Williamson County Commissioner Christopher Richards has formally asked the Tennessee Comptroller to investigate troubling procedural and fiscal practices by county leadership—alleging misuse of public funds, bypassing commission rules, and executive overreach.
By TruthWire News | May 2025
Williamson County Commissioner Christopher Richards has taken a bold step toward exposing what he calls a “pattern of serious procedural breakdowns and potentially improper administrative conduct” inside county government. In a formal letter sent May 3 to Tennessee Comptroller Jason Mumpower, Richards outlines a series of irregularities that he argues have compromised the integrity of the legislative process, blurred the separation of powers, and may have even resulted in the misuse of public funds.
The letter, addressed to the Office of the Comptroller of the Treasury, offers a detailed and deeply troubling account of how the county’s legal counsel and Mayor’s Office have allegedly undermined the authority of the elected County Commission. Richards is now asking the state to step in.
A Broken Process—and a Side-Stepped Commission
At the heart of Richards’ complaint is the reintroduction of a resolution—1-25-12—that had already been properly filed and deferred by a vote of the full Commission in January. According to Richards, the resolution was later taken up again in the Budget Committee without any formal referral by the full Commission, without public notice, and without informing him, the original sponsor.
This, Richards asserts, not only defies the county’s own rules but shows deliberate circumvention of legislative procedure. When questioned, legal counsel allegedly offered a procedural technicality—claiming that the committee had the right to hear the resolution since it “fell within its cognizance.” This circular justification, Richards argues, ignores the fact that only the full Commission has the authority to reassign deferred items.

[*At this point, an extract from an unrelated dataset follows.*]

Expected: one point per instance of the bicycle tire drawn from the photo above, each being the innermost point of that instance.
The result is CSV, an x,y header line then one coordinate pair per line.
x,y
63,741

“Legal Counsel as a Political Tool”
But this isn't just about one resolution. Richards paints a much larger picture: one in which legal counsel is selectively used to obstruct certain Commissioners—particularly those whose initiatives conflict with the political interests of the Mayor’s Office.

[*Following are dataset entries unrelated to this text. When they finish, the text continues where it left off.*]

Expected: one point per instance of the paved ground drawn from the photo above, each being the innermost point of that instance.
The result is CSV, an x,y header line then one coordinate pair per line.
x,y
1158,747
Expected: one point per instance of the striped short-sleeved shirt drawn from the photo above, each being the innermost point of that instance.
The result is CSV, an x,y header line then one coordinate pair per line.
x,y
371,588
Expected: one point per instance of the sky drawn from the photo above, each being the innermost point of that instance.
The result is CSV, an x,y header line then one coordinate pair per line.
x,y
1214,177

In a particularly alarming example, Richards describes discovering that the county had continued paying the Williamson County Chamber of Commerce despite the fact that its contract with the county had expired nine months earlier. When he brought this to the attention of the Mayor and legal team, he was told that budget approval alone justified the ongoing payments. Later, legal counsel claimed that a newly adopted contract could retroactively legitimize the prior expenditures—a maneuver Richards calls “highly irregular.”

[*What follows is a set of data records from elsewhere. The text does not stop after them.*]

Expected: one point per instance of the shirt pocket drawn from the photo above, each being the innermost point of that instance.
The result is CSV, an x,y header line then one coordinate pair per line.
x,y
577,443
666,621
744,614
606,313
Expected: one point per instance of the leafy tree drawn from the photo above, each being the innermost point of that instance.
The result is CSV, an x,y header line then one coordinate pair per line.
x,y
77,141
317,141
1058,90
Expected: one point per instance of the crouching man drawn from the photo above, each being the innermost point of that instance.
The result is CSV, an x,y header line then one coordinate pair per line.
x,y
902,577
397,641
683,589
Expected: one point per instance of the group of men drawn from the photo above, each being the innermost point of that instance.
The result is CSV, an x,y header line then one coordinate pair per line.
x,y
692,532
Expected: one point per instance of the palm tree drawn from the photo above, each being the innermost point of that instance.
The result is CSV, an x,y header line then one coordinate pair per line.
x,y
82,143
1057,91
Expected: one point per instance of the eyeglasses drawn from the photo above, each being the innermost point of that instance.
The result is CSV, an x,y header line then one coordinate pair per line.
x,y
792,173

Executive Control Masquerading as Legislation
Even more problematic is what Richards describes as a growing trend: the Mayor’s Office and unelected department heads initiating legislation without any sponsoring Commissioner. According to Richards, these executive-originated resolutions are quietly drafted by the legal team, funneled into the committee system, and assigned “sponsors” after the fact—typically committee chairs who had no hand in writing the proposal.
The result is a legislative process devoid of accountability. Resolutions appear on Commission agendas without a clear sponsor or explanation of origin. In one instance, a resolution to purchase a local radio station—pushed by the Mayor’s Office—was supposedly sponsored by a committee chair who later denied any involvement. Another Commissioner claimed sponsorship on the floor, only to vote against it moments later.
“This arrangement not only undermines representative government,” Richards writes, “but also blurs the separation of powers, allowing the executive branch to insert legislation directly into the Commission’s process with no elected sponsor and no accountability.”
A Call for Oversight
Commissioner Richards is requesting that the Comptroller’s office launch a formal review into five areas:
1. The improper reintroduction of Resolution 1-25-12 without referral or notice;
2. Payments made on expired contracts and the legal maneuvering used to justify them;
3. The role and objectivity of the County’s legal counsel;
4. The executive’s initiation of legislation without elected sponsorship;
5. Recommendations to ensure compliance with state law and good governance.
Richards ends the letter with a call for transparency and an affirmation of his duty to the public.
A Larger Pattern of Control?
For many in Williamson County, this letter confirms long-standing suspicions that the County Commission is being weakened by executive overreach and administrative gamesmanship. When unelected department heads and political appointees can initiate legislation without any public accountability—and when legal counsel appears to function more as political shield than impartial advisor—basic checks and balances begin to erode.
It’s a troubling picture. And one that demands more than a legal memo in response.
TruthWire News will continue to follow this developing story. The Tennessee Comptroller’s response—if and when it comes—could be a major test of whether state-level institutions are prepared to intervene when local governance loses its way.